In representing a possible future and the obscure realities of the present, the artist does not give up her scientific and biological research and, looking at the world of humans, she conceives a huge brain with all its astonishing complexities. Un oscuro scrutare (2008), title borrowed by A Scanner Darkly, a science fiction book by Philip K. Dick, is an enigmatic and evocative installation which draws viewers to a universe that, though near it may seem, is remote and obscure as the human brain. Flash-lights, pulsations, rhythms alternatively highlight parts of the brain with all their stratifications and overlapping loops, reminding us of how obscure and mysterious its function is. Ciracì's mandalas are also cryptic and seductive; a world reproduced to connect canny and uncanny. The artist is attracted by anything is magically convoluted. She imagines diverse mandalas conceived as large electric circuits thought as an actual mystic circuit. Elettronica-mente (2008) is made up of several elements, waves and particles the size of 1 or few millimetres. The structure of Elettronica-mente is actually made up of real electric circuits like those of mobile phones, television sets, and even video-a machines. The artist is focused on the structural and functional component of technology and is not interested in the aesthetic dimension. In Neural Network (2008) the artist refers to the brain neurons and conceives her mandala as a large web irradiating multiple neural information.
Ciracì has always shown an almost obsessive interest in natural, mystic, divine and historical symbols as proven by her reference in the past to The Large Glass by Marcel Duchamp, a work that, like Ciracì's, contains within itself the mystery of reality.
* Sarah Ciracì in a conversation with the author – Oct 8th 2008.

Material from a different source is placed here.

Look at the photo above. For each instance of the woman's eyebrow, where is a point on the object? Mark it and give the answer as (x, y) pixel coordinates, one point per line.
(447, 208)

** Gilles Deleuze, 'Le pli, Leibniz et le baroque', Les Editions de Minuit, Paris, 1988
*** http://www.robotcub.org/
Biographical notes:
Born in Grottaglie (Italy) in 1972 Sarah Ciracì lives and works between Milan and New York. Winner of the New York Prize in 2003-2004 and of the Primo Premio Corso superiore di Arti Visive Fondazione Ratti in 1995, the artist has exhibited in numerous public spaces and galleries nationally and internationally. Between the exhibitions: Oh my God is full of stars, (curated by Katerina Gregos) MACRO, Museo d'Arte Contemporanea di Roma; Tangent, (curated by Kondo Yuki) ACAC, Aomori, Japan; Polyphony-Emerging Resonances (curated by Yuko Hasegawa), 21st Century Museum of Contemporary Art, Kanazawa, Japan; Animations (curated by C. Christov-Bakargiev, L. Harris), Kunst- werke, Berlin, Campo 6 (curated by F. Bonami), Galleria d'Arte Moderna, Torino; Bonnefanten Museum, Maastricht, Olanda and others. The artist has already exhibited in the gallery in 2006 with the solo show Ying Yang Bang.